Researchers successfully predicted the risk of strokes using the ML and XAI-based approach. A customized novel ensemble-stacking architecture was designed and utilized to improve the stroke prediction performance using baseline classifiers.

Mutual information showed the best performance among the four feature selection techniques. Results obtained from these techniques demonstrated that body mass index (BMI), age, heart disease, hypertension, and average glucose level were the most crucial features/variables for stroke prediction. Thus, these features were utilized in further analysis. 

The multi-stack of ML models demonstrated exceptional performance with 96%, 96%, and 96% precision, accuracy, and recall, respectively.
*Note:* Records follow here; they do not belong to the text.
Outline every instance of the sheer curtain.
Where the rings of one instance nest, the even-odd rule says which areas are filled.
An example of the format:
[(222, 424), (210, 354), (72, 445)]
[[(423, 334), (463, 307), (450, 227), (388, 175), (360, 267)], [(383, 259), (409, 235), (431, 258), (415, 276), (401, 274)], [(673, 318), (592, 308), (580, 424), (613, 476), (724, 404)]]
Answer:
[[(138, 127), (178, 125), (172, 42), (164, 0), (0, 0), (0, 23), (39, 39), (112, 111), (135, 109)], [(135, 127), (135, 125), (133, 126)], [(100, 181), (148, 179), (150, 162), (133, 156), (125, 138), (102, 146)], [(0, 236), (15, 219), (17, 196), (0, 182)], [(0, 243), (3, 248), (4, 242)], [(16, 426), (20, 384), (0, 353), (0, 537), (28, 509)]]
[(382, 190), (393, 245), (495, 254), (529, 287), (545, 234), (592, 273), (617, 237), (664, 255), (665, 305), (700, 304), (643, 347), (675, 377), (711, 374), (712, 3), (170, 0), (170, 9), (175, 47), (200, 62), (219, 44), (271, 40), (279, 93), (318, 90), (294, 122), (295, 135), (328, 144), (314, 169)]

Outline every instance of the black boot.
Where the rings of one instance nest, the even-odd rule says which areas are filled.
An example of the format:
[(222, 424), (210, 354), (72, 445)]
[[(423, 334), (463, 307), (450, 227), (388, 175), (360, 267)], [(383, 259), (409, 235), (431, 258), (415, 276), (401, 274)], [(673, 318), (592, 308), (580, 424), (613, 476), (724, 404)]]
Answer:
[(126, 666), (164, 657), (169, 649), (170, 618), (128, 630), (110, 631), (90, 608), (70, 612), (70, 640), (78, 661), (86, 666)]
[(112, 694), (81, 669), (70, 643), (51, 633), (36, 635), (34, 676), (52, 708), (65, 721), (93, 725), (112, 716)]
Moreover, the proposed model could be effectively understood and interpreted using five XAI techniques used in this study, including SHAP, QLattice, Anchor, ELI5, and LIME. The comparison of the proposed algorithm with other related algorithms also displayed both the effectiveness and greater transparency of the model.

To summarize, the findings of this study demonstrated the feasibility of using this proposed model to predict strokes with high accuracy, resulting in more efficient and personalized patient care. However, extensive testing, scalability assessments, and multiple external validations must be performed before employing this framework on a large scale in healthcare institutions.

Additionally, more high-caliber features must be added to the dataset, and advanced imaging modalities must be considered when predicting strokes in the future. DL techniques can be employed for large datasets.